Gordon said the state plan would resegregate the district, a claim that many have made since the board approved the framework Sept. 20 and one that Governor Hutchinson disputed last week.
“Their segregation plan drives our students back to 1957 and into a second crisis for Little Rock,” Gordon said. “It’s unjust and will harm our students by creating a separate and unequal district.”
She said the takeover had been “feckless and counterproductive” and claimed that the state education department had rarely been in LRSD school buildings before January of this year.
“Our students deserve one LRSD governed by a locally elected school board with full decision-making authority,” she said. “That includes the voices of educators at the table when the decisions affecting our students are being made.”

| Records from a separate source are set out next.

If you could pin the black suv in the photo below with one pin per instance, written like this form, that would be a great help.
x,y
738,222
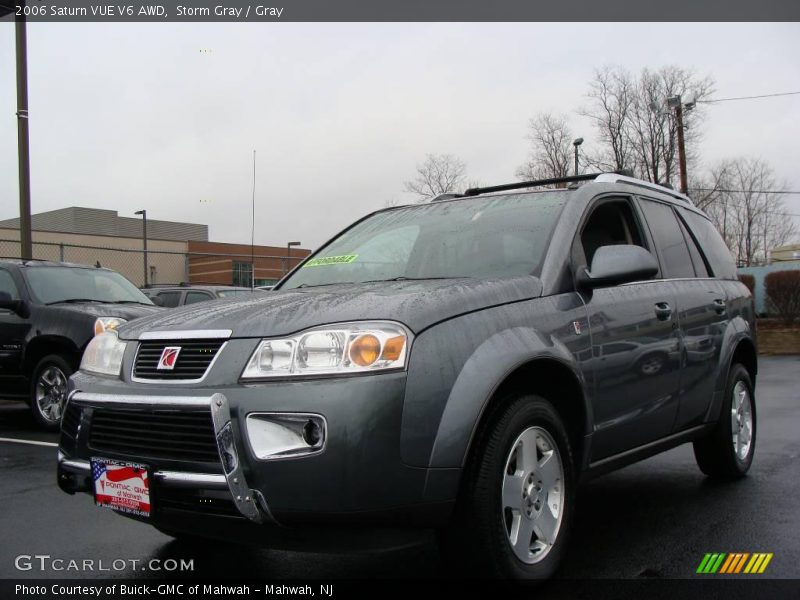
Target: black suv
x,y
172,296
48,313
458,365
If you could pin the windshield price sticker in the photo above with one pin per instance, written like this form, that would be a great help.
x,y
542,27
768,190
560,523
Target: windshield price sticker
x,y
331,260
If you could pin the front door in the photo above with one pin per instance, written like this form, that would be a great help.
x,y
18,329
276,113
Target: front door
x,y
635,359
13,331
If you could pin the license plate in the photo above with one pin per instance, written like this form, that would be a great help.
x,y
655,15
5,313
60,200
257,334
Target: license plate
x,y
122,486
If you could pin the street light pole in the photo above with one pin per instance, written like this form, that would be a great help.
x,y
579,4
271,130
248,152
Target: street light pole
x,y
144,240
577,143
23,146
289,254
677,103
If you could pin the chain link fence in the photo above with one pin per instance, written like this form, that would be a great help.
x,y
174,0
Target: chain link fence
x,y
164,267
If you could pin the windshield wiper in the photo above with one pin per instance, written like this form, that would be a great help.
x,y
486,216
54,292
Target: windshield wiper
x,y
77,300
302,285
403,278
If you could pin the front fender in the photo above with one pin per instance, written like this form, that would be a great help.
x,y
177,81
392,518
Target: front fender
x,y
484,372
456,367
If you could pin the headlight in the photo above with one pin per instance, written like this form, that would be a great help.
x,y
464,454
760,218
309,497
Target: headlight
x,y
332,349
103,355
102,324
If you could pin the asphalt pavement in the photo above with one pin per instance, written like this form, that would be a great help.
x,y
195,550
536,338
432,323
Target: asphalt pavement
x,y
655,519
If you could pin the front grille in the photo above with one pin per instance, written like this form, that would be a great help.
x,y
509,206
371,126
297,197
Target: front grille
x,y
185,436
206,502
193,360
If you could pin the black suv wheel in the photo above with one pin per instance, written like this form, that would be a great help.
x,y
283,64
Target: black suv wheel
x,y
49,390
514,513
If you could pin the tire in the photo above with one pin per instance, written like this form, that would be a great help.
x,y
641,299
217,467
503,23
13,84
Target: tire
x,y
48,393
727,452
513,515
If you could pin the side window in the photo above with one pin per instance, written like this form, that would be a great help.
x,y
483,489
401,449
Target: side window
x,y
714,248
170,299
698,261
7,285
192,297
611,223
669,239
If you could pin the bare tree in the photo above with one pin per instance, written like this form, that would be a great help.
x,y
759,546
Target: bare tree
x,y
635,128
611,95
438,174
745,209
551,148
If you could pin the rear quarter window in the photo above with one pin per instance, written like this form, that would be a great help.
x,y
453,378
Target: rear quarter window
x,y
670,241
708,238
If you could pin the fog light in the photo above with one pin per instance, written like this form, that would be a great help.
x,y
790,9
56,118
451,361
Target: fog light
x,y
312,434
285,435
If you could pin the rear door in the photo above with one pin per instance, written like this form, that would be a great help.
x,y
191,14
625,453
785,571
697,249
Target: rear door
x,y
635,361
702,313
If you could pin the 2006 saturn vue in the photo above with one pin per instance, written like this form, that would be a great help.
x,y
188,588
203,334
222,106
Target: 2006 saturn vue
x,y
458,365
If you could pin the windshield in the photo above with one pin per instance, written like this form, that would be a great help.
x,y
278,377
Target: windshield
x,y
483,237
64,284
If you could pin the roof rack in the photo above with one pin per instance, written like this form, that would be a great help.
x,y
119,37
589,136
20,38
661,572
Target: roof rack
x,y
621,176
624,178
526,184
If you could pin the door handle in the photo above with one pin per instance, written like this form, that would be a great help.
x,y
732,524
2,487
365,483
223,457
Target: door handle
x,y
663,311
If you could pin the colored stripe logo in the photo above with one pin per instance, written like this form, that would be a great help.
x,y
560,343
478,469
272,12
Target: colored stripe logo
x,y
734,563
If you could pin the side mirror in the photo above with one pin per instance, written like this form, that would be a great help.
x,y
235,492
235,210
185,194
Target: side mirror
x,y
612,265
16,306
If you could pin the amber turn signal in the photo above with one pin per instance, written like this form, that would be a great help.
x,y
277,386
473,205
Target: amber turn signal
x,y
365,350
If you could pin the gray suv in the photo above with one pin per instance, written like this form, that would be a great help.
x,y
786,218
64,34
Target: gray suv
x,y
458,365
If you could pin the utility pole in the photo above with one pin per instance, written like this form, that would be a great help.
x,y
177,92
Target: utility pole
x,y
677,103
577,143
144,241
23,147
289,255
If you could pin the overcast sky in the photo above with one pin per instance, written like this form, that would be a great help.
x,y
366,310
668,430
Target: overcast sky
x,y
132,116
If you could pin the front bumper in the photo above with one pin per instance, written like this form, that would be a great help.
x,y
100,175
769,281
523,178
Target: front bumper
x,y
358,479
249,502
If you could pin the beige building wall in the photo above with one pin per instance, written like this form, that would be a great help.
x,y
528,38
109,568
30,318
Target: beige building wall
x,y
166,259
785,253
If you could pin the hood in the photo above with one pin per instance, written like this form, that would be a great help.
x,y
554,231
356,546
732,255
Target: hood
x,y
123,311
417,304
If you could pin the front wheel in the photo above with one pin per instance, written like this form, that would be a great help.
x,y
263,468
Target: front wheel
x,y
49,391
728,451
514,513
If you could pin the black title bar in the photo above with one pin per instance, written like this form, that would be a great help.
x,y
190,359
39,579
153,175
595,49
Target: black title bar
x,y
190,11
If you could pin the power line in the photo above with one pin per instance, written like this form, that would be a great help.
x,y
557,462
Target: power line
x,y
746,191
748,97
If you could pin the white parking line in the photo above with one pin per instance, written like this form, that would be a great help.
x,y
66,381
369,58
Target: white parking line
x,y
30,442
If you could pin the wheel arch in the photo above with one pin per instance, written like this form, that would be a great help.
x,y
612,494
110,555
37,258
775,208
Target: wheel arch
x,y
745,353
555,381
549,375
42,346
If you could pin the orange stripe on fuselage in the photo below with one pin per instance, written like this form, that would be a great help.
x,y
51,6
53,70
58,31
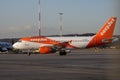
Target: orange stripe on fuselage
x,y
45,40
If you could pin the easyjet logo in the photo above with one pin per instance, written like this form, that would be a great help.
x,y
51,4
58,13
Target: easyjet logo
x,y
38,40
107,27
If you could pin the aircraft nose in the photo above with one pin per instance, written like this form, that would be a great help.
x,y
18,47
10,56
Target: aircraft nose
x,y
15,46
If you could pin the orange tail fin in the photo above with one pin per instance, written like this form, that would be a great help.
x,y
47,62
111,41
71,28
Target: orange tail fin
x,y
105,34
108,28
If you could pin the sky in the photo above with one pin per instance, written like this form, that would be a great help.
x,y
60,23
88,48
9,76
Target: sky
x,y
19,18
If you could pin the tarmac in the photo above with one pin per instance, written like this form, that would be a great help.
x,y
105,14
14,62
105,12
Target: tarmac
x,y
83,64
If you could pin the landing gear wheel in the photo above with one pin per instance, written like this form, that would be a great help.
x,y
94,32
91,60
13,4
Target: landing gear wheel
x,y
62,53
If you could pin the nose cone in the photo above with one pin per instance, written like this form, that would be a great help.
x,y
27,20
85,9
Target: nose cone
x,y
15,46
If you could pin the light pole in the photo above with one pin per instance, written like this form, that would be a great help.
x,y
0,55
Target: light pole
x,y
39,19
61,24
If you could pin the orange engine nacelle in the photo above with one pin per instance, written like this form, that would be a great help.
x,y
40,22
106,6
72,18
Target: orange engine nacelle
x,y
45,50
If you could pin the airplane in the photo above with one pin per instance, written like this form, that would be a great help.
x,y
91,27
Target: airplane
x,y
5,46
63,45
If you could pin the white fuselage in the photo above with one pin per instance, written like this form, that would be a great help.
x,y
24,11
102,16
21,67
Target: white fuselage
x,y
78,42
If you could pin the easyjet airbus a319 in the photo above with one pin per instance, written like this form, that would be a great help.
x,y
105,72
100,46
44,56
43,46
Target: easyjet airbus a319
x,y
63,45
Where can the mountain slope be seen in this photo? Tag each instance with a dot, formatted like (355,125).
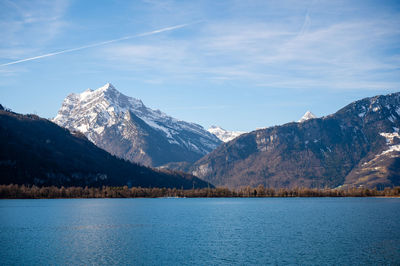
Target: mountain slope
(125,127)
(308,115)
(222,134)
(36,151)
(330,151)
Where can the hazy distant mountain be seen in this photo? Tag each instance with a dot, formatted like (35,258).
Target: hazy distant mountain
(358,145)
(125,127)
(308,115)
(35,151)
(224,135)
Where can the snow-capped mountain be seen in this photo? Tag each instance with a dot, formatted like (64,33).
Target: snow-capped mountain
(125,127)
(223,134)
(308,115)
(359,145)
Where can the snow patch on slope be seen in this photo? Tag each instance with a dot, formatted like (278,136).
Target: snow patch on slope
(92,111)
(223,134)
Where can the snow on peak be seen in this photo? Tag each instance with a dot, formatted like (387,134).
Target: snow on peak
(92,111)
(308,115)
(223,134)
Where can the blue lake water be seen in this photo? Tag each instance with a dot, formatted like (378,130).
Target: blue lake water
(257,231)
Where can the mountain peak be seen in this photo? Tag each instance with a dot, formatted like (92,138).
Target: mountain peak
(308,115)
(113,120)
(107,87)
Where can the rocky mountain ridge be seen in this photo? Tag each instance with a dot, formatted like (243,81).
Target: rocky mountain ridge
(35,151)
(356,146)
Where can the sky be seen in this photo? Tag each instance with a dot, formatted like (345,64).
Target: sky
(241,65)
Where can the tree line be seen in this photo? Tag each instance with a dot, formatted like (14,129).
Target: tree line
(33,192)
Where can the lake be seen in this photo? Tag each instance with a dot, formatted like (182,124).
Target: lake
(228,231)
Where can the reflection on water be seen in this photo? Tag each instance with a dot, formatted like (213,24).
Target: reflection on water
(200,231)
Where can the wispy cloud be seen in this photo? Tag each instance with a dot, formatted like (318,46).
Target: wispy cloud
(351,53)
(96,44)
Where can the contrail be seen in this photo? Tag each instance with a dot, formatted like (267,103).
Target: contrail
(97,44)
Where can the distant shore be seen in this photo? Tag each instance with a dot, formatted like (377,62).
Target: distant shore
(13,191)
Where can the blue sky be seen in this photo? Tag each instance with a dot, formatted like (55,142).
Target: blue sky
(238,64)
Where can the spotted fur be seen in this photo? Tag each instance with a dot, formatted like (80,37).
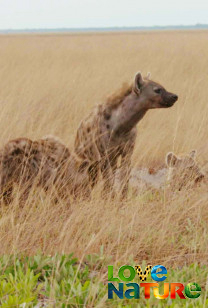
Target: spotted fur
(109,131)
(45,163)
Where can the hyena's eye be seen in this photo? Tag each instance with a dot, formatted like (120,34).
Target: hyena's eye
(158,90)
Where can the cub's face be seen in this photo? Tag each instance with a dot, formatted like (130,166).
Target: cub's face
(184,170)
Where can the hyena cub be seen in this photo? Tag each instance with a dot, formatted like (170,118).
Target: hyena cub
(183,170)
(180,172)
(45,163)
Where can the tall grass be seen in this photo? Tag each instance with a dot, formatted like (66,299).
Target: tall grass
(49,83)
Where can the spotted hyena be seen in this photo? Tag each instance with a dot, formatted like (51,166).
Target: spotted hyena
(109,131)
(180,171)
(46,163)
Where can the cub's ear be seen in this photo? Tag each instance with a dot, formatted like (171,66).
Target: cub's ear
(193,153)
(138,83)
(171,159)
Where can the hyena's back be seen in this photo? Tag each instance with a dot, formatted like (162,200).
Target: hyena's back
(25,162)
(20,161)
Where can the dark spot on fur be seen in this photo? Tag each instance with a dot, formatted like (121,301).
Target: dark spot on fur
(17,152)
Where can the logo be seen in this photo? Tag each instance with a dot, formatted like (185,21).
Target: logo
(123,287)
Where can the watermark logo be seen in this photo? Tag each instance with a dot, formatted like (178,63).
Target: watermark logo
(130,290)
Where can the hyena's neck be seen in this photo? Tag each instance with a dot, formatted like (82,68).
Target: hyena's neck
(128,113)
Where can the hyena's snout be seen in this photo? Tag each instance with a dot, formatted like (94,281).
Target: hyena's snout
(169,99)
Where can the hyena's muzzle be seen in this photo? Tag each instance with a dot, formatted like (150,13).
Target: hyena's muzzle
(168,99)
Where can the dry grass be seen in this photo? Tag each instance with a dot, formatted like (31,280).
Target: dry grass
(48,84)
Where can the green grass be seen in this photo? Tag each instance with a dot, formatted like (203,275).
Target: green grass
(63,281)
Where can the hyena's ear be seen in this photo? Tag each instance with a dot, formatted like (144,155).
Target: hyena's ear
(148,76)
(193,153)
(83,166)
(138,83)
(171,159)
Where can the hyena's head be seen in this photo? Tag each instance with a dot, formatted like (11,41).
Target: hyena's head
(154,95)
(183,171)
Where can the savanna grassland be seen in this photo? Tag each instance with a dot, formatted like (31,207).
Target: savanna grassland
(48,84)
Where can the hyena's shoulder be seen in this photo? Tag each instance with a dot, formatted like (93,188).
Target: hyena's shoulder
(19,146)
(54,149)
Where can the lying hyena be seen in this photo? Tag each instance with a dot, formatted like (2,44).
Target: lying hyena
(46,163)
(180,172)
(109,131)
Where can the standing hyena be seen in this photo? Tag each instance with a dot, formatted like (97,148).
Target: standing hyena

Gordon said that more than 70 percent of Little Rock teachers were LREA members. She said that the group has “had a place at the table” for almost 55 years. “Much of our professional negotiated agreement became state law to improve classroom standards for accreditation in the state of Arkansas,” she said.
Addressing a common disparagement of teachers unions, Gordon said, “We don’t protect bad teachers, we protect due process. We will stand for our kids, just like we stand for our educators.”
Gordon praised LRSD Superintendent Mike Poore, who she noted was the district’s longest-serving leader since the late 1980s. She said that State Board Chair Diane Zook’s initial refusal to let Poore speak at the Sept. 20 meeting suggested that his days may be numbered. She said his dismissal would halt progress the district has made under his tenure.
Gordon said she’d heard from some teachers whose schools would fall under the framework’s category 1 and would be governed by a locally elected school board. She said they’d told her they didn’t think they’d be negatively affected by the plan. She said the category 3 schools, which under the framework would be under separate, unspecified leadership, would be just the start. Many LRSD supporters fear that a charter management company will be brought in to manage those schools.
“If the charters get in, they won’t stop until they have every single school in our district,” Gordon said. “Breaking up our district breaks up our communities. Our students will not be used as pawns in the money game that seems to be the priority of the state’s leadership.”